While troubleshooting another thing, I've noticed an odd pattern of TCP closes.

Packets: http://www.cloudshark.org/captures/7590ec4e6bef

What's happening is that the last few packets of the close sequence are getting retransmitted for some odd reason. The pattern is in the cloudshark link, but for posterity here is a summary:

  1. Source -> Syn
  2. Dest -> Ack
  3. Source -> SynAck
  4. Data
  5. Data
  6. Source -> Fin/Ack
  7. Dest -> Psh/Ack (6)
  8. Dest -> Fin/Ack
  9. Source -> Ack (7)
  10. Source -> Ack (8)
  11. [At this point the connection should be closed on both sides. But it isn't.]
  12. [+200ms] Dest -> Fin/Ack
  13. Source -> Ack (8 & 12)

Something on the Destination system is waiting 200ms before reissuing the Fin/Ack packet. This is pretty consistent across multiple transactions. More damning, this pattern replicates on both sides of the transaction: it shows up in captures on both hosts. It isn't as simple as the Fin/Ack packet getting dropped somewhere and getting retransmitted. Or maybe it is getting dropped, but on a level above where tcpdump operates.

The 200ms delay makes me think TCP Delayed Ack is involved here, but I'm having trouble figuring out why it would.
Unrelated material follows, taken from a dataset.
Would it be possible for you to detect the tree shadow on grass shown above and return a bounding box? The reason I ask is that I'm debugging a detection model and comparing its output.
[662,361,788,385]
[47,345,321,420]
Is above tcpdump even a thing?

Is this a normal connection pattern for RHEL6 systems?

1 Answer 1


Note that the PSH/ACK packet in frame #2 of your capture is carrying 37 bytes of data. It is not a response to the FIN request from The response follows in frame #3, the ACK to that is in frame #5.

What seems to be happening now is that this last ACK does not make it to the destination, so the FIN/ACK sent in frame #3 is retransmitted in frame #6. The ~200 ms delay you are seeing here is not the delayed ack but more likely the retransmission timeout. You should be able to verify this by looking at the packet capture from the other side of the connection where you never should be seeing the last ACK arriving.
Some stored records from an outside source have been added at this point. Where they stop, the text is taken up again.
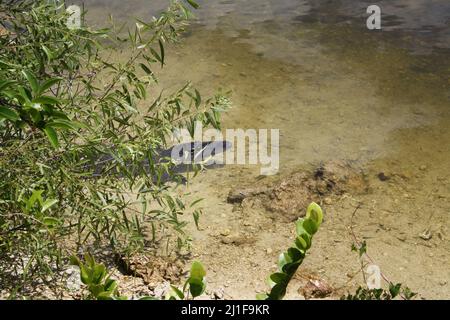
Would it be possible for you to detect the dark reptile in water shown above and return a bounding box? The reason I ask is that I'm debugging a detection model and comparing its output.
[83,141,232,182]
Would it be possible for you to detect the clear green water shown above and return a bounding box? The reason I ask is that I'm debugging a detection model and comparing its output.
[75,0,450,179]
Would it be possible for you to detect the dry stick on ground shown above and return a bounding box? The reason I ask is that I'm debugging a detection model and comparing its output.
[350,203,407,300]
If you see this behavior consistently on all connections (and possibly in both directions), an explanation crossing my mind is that some state-keeping packet filter in the path is swallowing the last ACK.

  • Linux firewalls often consider the last ACK invalid. Feb 20, 2014 at 23:31
  • Oo, useful. The thing that made go buwhuh? is that the packet trace looks the same on both sides. On the host via TCPDUMP I see the retransmit and ack, on the perimeter network device via proprietary methods I also see the ack, retransmit and ack. The host here isn't using iptables, it's using a TrendMicro centrally managed firewall. I want to blame it. Feb 21, 2014 at 1:28
  • @BlueWarriorNFB well, switch it off (in a lab) and see if this changes matters. If the packet filter is host-based, you would likely see the last ACK packet in the receiver trace, as blocking/filtering happens up on the packet's way to the TCP stack.